Machine learning based toxic endpoint prediction
Determining the toxicity of compounds is vital to identify their harmful effects on humans, animals, plants and the environment. We focus on several aspects of machine learning (ML) in the context of toxicity prediction, e.g. investigating into novel descriptors, applicability of models to external data and interpretability of deep learning (DL) models (toxicophore). These investigations aim to come closer to the vision of transforming toxicology into a predictive science and reducing the number of animal testing.
Deep learning based virtual screening
DeeplearningVS is a project which aims to study a novel rescoring method based on deep learning (DL) techniques to enhance the accuracy of docking results, and boost the structure-based virtual screening outcome.
Data augmentation for molecular property prediction using deep learning
Deep learning requires lots of data which in the case of physico- chemical and bioactivity remains scarce. Here, we exploit that one compound can be represented by various SMILES strings as means of data augmentation and we explore several augmentation techniques. The best strategies lead to the Maxsmi models, the models that maximize the performance in SMILES augmentation. These models are trained on four data sets, including experimental solubility, lipophilicity, and bioactivity measurements, and are available for prediction on novel compounds.

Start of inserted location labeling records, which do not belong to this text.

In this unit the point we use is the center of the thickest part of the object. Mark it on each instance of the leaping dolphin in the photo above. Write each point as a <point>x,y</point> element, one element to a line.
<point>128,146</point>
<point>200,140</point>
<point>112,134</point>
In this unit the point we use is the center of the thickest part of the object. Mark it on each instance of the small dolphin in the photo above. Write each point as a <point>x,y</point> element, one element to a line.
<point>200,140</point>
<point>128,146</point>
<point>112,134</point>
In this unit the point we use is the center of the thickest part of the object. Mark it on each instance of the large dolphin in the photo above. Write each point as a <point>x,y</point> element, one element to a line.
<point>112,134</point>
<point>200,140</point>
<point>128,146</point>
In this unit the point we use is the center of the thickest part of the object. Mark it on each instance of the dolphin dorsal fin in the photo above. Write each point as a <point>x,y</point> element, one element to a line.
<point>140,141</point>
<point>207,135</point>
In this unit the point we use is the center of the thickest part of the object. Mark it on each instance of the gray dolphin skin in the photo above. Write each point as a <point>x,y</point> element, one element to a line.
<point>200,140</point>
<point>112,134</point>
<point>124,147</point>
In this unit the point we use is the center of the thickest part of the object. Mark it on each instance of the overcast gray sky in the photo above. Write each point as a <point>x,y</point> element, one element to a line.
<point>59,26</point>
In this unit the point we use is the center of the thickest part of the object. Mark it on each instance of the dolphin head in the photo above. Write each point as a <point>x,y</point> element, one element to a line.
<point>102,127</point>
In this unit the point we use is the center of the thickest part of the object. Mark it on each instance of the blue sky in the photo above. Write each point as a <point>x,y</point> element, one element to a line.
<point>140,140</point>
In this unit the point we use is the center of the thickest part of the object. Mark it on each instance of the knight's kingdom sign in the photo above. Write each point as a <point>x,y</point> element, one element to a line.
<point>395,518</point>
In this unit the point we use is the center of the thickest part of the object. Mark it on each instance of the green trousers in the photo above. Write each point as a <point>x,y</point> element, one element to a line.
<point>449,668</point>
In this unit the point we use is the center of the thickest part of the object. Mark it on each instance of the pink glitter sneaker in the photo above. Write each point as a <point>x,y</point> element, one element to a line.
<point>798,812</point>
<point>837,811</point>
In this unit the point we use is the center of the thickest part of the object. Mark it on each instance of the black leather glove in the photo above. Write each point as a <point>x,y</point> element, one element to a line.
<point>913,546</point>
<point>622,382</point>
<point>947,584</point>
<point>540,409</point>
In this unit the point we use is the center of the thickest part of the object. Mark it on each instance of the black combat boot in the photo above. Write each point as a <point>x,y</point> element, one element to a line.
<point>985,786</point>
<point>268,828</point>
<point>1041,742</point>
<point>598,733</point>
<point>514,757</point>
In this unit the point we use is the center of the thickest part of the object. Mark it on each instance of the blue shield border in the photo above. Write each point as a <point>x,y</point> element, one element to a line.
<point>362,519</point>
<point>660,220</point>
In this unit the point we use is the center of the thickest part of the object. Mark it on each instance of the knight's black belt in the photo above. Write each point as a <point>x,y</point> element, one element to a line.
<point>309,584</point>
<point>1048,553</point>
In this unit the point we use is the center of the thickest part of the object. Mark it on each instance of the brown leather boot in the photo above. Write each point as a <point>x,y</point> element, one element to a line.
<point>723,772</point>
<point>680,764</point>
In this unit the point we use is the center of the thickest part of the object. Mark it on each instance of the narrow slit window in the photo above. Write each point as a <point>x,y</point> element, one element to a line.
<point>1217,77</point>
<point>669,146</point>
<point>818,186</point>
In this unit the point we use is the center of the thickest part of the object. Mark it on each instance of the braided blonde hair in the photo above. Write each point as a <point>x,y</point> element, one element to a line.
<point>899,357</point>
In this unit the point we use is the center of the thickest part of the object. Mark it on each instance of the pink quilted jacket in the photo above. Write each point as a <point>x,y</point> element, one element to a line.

Molecular Property Representation and Optimization using Transformers
In this project, we aim to explore the potential of transformer models to optimize molecular properties and/or generate new molecules with desired non-toxic properties. Transformer models are well-known for capturing long-distance relationships within an input sequence. This ability recruits them as promising candidates for capturing dependencies within the studied small molecules that can be redeemed important for understanding and controlling for toxic properties. The transformer architecture provides generalizability by being pre-trained on large unsupervised dataset then fine-tuned on small downstream datasets.
Historical Virtual Control Groups
Historical Virtual Control Groups: one step forward into the future of animal testing in toxicology. Our goal is to reduce the number of animals used in experiments. Starting with an exceptional dataset provided by members of the eTRANSAFE consortium we start the journey into the future of animal testing via derivation and incorporation of virtual control groups in animal testing approaches and thus enabling a 3R strategy.
Kinodata-3D
Machine learning - and especially deep learning - models require large datasets for training. As such datasets, especially those containing protein-ligand-complex information - are more rare in the drug design landscape, we assess the use of in silico structural docking data for machine learning. To this end, we perform template docking using the OpenEye software on a large kinase activity dataset (kinodata) following the complex generation pipeline developed in kinoml.
See also
MORPHology-based Endocrine DisrUptor Screening
The computational part of the MORPHology-based Endocrine DisrUptor Screening (Morpheus) project aims to develop deep learning models to predict the effects of substances and identify characteristic fingerprints based on morphological and molecular input data.